I like certain paperbacks - those old Penguins, the Picadors of my
youth - but hardbacks remain the most sensually attractive, good
cloth covers - powder blue, or cream, preferably - and thick, matt
paper and a classic typeface in dark ink. Illustrations? Yes,
please, but not too many. When I eventually become a nasty-minded,
dribbling old man I'm sure I will be found creeping round
second-hand bookshops, sniffing the produce, snuffling with
pleasure.
If, that is, the bookshops are still there, and have not been
put out of business by ebooks - digital versions that can be read
on computers or hand-held devices. But I'm a sceptic. A very long
time ago, 10 years or more, I vividly remember being at Davos for
the rich-or-clever people's annual frolic in the snow, and being
assured that epaper - "electronic paper" - was about to transform
the way we read. There was a minor frenzy of excitement about this
stuff, being developed by MIT in the States and the big electronics
firms. Here was an electronic display that could be rolled up and
stuck in your pocket. Soon, I was told, we would all be using it to
download our newspapers and books at railway stations, or wherever.

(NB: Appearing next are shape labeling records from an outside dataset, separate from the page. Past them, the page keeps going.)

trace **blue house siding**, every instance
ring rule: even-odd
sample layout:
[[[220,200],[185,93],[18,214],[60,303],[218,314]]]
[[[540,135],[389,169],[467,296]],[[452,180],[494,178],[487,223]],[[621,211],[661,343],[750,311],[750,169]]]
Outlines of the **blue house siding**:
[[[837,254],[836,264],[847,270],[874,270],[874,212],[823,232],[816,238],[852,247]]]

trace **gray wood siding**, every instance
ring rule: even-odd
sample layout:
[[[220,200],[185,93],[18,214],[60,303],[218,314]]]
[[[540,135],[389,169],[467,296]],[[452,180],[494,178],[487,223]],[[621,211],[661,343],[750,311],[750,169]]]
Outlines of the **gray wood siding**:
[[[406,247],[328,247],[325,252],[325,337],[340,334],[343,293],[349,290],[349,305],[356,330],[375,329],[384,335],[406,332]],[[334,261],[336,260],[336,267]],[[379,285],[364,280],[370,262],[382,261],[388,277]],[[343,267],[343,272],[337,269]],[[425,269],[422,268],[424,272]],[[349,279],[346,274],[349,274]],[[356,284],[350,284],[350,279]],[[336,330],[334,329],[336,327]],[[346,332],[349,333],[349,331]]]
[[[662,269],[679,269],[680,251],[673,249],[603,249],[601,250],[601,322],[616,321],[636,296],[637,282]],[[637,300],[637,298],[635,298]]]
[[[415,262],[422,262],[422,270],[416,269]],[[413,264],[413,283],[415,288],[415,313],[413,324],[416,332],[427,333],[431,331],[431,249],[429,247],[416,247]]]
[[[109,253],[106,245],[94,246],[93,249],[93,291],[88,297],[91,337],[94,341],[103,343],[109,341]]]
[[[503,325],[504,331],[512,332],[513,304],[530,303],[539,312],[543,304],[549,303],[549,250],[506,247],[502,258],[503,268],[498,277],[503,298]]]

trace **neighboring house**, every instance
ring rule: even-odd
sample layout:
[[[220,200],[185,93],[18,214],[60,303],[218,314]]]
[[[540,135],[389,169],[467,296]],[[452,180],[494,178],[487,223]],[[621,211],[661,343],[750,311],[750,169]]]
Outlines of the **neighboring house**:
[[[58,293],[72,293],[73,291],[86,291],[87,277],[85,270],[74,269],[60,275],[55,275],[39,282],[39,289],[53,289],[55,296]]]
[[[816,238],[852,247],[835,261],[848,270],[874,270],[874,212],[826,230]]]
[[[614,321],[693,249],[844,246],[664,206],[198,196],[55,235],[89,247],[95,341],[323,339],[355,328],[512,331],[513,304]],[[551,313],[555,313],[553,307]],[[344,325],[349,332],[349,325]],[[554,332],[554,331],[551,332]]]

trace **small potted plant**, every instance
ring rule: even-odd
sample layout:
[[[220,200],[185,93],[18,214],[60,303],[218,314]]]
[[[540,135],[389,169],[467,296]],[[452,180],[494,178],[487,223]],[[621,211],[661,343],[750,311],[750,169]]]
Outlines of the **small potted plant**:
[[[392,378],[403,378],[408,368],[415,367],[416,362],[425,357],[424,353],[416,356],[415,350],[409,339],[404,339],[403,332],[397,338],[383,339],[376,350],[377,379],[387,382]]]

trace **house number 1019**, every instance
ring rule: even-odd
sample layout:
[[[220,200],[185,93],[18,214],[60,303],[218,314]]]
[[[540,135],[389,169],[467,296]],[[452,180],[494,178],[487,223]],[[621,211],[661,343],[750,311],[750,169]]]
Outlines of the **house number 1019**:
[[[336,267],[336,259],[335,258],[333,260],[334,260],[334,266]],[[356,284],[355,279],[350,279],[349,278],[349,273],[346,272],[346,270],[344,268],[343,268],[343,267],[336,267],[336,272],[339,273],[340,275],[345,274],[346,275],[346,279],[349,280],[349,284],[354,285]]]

There were articles back then about the death of the book, and the
death of paper. They have been coming ever since. And yet, for most
of us, the ebook has never arrived.
Why? After all, most of us are broadband-connected, getting more
and more information from websites, accustomed enough to reading
screens of one kind or another. Many of us download more music than
we buy from shops in CD form, and the same will soon be true of
films. We are starting to use online versions of newspapers; and I
have the BBC's news online flickering in the corner much of the
time. It has probably become my number-one source of news, ahead of
the telly or radio bulletins. So why the tortoise progress of the
ebook?
It's partly that traditional books are such good technology,
even compared with CDs or newspapers. They are a little larger than
the hand, extremely portable, nice to hold and look at and
remarkably cheap. Yes, there is an environmental issue but most are
made of cheap, sustainable woodpulp. Simple technology that works
is unlikely to go out of fashion. Those futurologists of the 1960s
who predicted a world of silver jumpsuits and food-pills forgot
that socks, buttons and saucepans were simple technology that
worked, and the same is true of books.
Beyond that, most ebook readers simply aren't good enough,
whether they're dedicated devices or the multi-purpose palmtop
computers made by the likes of Palm and Hewlett-Packard. They're
fine to use for an hour or two when you are sitting upright in even
indoor light, but they're pretty useless when you are travelling,
sitting in the garden or slumped in the bath. The ebook reader that
is as easy on the eye as a real book, and as quick to flick
through, and as portable, hasn't arrived.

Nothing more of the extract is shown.